The Alaska Democratic Party has joined a fundraising campaign with Hillary Clinton's presidential campaign that facilitates big contributions from deep-pocketed donors, saying it won't "unilaterally disarm" while Democrats pursue campaign finance reforms that could bar such donations.
The campaign — technically known as a "joint fundraising committee" — takes advantage of a 2014 U.S. Supreme Court ruling that eliminated a $123,000 federal cap on the total contributions that individual donors could make to political parties and candidates in a single two-year election cycle.
At the time, Democratic U.S. Sen. Mark Begich was in the middle of his unsuccessful re-election bid against Republicans like Dan Sullivan, who was ultimately elected.
Following the Supreme Court decision, Alaska Democratic Party Chair Mike Wenstrup complained that campaign finance rules allow "super-wealthy individuals to funnel money into races like Alaska's."
"And the latest Supreme Court decision just opens the flood gates to more spending by Dan Sullivan's Outside supporters," Wenstrup said in a prepared statement, referencing Sullivan's Ohio roots.
In a federal filings this month, the Alaska Democrats joined with Clinton's campaign, the Democratic National Committee and 32 other state parties in creating the Hillary Victory Fund.
Individual donors are being asked to donate up to $366,100 to the fund each year — $2,700 of which goes to the Clinton campaign, while the DNC and the state parties get the rest, according to a report in the Washington Post.
In a prepared statement, Wenstrup said the Clinton fund is "an effort to help state parties benefit from the excitement around Democratic presidential candidates, so we can elect Democrats up and down the ticket in 2016 and beyond."
Campaign finance reform, Wenstrup added, requires changes in the membership of the Supreme Court to overturn past rulings that eliminated spending limits.

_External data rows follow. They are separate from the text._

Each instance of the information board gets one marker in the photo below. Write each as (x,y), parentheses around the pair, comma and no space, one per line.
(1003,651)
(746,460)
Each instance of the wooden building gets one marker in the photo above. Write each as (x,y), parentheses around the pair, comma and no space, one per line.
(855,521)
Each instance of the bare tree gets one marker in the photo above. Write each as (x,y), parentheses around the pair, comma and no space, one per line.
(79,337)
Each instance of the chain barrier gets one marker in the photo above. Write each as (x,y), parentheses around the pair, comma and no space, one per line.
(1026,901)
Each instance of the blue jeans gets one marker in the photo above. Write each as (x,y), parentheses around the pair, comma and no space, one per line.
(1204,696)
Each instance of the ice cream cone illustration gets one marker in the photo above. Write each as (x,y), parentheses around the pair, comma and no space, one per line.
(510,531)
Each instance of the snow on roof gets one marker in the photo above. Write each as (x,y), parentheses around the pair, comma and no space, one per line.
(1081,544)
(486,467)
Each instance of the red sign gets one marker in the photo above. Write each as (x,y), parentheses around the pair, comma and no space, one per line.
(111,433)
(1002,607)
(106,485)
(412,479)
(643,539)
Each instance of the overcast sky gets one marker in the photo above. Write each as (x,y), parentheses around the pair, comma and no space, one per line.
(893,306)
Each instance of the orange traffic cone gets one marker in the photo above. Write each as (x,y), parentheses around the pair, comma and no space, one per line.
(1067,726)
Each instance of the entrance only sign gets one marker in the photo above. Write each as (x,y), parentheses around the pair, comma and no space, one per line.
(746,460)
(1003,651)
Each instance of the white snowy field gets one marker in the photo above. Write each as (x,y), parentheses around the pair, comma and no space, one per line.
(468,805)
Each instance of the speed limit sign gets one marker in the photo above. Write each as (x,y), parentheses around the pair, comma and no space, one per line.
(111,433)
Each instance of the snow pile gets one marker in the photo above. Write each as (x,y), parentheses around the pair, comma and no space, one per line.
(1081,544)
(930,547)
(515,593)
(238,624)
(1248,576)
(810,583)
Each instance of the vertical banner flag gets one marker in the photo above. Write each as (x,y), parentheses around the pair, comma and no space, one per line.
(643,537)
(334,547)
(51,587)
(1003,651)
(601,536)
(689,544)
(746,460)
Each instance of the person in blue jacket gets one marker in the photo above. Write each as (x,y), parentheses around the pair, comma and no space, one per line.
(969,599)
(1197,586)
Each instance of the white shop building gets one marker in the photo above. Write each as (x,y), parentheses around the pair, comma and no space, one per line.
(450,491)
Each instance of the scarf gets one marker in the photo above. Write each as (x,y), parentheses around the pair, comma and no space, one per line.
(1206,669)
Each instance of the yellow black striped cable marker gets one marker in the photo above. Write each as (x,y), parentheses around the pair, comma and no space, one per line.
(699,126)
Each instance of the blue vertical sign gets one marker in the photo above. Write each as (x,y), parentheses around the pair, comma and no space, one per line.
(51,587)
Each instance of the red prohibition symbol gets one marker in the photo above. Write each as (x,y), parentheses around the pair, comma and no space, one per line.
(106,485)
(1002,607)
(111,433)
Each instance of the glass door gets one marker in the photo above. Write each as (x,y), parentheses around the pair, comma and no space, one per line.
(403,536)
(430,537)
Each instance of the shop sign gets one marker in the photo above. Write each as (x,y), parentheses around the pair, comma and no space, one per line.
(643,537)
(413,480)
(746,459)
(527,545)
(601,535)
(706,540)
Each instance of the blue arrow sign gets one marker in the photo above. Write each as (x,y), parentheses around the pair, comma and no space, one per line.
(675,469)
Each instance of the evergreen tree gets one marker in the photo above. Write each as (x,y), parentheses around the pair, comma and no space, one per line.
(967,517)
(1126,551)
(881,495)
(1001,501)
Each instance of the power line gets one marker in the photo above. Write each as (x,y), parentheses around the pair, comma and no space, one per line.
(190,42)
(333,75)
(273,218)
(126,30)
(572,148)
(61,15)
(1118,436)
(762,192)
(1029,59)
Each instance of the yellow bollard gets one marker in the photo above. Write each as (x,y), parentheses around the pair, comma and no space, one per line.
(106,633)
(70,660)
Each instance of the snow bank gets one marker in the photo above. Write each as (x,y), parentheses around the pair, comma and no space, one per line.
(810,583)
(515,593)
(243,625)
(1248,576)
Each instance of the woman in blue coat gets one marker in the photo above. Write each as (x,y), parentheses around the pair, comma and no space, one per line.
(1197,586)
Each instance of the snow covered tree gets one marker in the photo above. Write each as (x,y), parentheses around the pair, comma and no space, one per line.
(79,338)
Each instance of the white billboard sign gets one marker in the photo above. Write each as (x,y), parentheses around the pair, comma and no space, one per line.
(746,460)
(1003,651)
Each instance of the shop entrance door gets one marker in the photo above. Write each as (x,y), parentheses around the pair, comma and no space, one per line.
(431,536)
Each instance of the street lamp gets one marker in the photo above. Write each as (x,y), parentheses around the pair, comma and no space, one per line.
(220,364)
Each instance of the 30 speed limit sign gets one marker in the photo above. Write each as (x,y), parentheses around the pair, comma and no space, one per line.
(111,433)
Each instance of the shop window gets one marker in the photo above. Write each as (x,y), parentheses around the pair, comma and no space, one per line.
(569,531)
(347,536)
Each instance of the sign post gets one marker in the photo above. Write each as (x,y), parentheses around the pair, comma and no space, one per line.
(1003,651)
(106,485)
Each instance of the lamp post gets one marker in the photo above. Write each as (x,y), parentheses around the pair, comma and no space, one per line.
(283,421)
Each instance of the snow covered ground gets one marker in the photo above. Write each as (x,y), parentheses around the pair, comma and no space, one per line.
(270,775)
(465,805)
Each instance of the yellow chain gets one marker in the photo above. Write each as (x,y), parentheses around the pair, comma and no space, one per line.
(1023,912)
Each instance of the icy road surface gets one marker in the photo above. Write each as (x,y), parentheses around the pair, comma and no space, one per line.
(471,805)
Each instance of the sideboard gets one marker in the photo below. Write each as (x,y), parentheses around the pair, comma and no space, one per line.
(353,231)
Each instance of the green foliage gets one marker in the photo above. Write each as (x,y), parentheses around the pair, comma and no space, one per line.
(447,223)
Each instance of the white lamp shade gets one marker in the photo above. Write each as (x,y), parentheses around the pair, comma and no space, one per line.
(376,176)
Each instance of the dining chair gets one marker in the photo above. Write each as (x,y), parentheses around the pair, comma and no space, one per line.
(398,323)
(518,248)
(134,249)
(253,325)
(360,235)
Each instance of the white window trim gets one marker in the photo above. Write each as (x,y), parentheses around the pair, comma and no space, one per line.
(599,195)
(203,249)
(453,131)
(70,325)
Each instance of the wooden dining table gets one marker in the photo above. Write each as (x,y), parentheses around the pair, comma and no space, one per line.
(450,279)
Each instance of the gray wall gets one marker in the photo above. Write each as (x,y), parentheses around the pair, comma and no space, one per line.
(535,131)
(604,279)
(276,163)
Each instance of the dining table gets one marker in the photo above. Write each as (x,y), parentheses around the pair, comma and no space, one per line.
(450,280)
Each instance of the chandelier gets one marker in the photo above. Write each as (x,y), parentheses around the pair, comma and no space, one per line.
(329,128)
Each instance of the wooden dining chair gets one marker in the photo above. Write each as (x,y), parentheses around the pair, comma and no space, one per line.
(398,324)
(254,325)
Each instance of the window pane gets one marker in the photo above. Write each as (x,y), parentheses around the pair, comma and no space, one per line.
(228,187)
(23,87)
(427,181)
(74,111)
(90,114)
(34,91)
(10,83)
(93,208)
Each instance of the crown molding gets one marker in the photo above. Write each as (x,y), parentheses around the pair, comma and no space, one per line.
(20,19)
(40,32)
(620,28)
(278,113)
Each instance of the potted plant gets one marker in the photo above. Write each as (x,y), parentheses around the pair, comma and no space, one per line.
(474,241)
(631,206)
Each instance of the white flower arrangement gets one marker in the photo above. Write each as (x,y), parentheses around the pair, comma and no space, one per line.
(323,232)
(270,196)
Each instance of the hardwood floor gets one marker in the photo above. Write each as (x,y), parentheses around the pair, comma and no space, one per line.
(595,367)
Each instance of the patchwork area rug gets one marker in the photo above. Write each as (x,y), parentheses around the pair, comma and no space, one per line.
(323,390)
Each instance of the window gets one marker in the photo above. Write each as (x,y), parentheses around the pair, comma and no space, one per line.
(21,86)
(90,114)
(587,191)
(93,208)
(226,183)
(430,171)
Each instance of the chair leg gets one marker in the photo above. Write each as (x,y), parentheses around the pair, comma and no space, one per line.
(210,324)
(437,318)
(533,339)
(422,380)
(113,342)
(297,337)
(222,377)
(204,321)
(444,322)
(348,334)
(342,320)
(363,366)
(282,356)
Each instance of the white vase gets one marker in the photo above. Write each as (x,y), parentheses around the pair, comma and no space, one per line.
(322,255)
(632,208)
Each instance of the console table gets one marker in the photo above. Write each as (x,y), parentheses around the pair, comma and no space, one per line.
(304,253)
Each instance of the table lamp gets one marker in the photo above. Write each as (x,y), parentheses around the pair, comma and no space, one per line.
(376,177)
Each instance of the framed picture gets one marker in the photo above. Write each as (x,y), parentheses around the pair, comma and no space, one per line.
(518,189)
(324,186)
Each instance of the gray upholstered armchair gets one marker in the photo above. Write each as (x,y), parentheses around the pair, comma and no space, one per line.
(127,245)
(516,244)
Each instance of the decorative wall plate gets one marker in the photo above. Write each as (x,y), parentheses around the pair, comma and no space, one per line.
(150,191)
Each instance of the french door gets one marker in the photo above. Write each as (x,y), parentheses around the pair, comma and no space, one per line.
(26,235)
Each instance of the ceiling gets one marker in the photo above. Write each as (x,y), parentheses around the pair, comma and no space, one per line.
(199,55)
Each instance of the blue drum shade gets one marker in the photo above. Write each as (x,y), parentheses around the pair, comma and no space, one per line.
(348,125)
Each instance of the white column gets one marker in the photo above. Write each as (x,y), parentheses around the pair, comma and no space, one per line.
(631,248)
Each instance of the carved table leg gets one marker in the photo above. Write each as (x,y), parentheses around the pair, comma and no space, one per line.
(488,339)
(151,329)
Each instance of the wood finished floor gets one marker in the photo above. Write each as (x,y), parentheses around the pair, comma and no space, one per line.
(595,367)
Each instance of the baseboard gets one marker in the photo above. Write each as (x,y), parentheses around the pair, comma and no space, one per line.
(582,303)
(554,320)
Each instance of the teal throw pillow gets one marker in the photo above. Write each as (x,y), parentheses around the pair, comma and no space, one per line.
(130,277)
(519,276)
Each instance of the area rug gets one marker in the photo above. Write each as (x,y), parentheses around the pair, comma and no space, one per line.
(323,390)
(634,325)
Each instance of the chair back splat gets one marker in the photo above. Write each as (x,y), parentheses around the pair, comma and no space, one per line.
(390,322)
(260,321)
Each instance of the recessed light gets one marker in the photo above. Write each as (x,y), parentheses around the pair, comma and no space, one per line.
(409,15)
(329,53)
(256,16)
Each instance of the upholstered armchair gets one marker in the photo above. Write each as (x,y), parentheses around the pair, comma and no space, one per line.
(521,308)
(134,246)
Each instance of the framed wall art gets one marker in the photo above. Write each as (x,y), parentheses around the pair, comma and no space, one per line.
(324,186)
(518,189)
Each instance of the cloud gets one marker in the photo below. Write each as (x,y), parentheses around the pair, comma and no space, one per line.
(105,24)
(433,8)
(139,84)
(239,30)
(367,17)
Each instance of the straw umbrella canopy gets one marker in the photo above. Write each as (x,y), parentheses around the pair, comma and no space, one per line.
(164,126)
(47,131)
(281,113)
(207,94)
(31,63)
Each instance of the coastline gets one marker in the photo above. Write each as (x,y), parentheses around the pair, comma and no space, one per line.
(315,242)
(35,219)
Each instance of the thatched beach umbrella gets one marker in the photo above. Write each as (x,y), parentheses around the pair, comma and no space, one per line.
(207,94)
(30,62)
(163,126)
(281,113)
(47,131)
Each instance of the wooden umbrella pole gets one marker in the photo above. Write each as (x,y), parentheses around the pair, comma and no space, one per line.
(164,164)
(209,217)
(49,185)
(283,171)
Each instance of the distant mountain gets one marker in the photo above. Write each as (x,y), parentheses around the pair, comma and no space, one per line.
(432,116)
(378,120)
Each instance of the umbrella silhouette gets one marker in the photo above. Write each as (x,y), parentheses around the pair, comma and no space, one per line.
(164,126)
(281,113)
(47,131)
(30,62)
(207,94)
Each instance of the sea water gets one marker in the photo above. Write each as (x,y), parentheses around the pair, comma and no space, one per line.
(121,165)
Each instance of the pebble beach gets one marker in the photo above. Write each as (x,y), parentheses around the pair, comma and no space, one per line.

"We can only do that by electing Democrats up and down the ticket," the Democrats' statement quoted Wenstrup as saying. "We will not unilaterally disarm and hand the election over to the Republicans, who think that corporations are people and want to give corporations and the super-wealthy even more control over our democracy."
Republicans, meanwhile, are similarly pursuing wealthy contributors. The Post's report said one of the Republican National Committee's programs is seeking $1.34 million contributions from couples.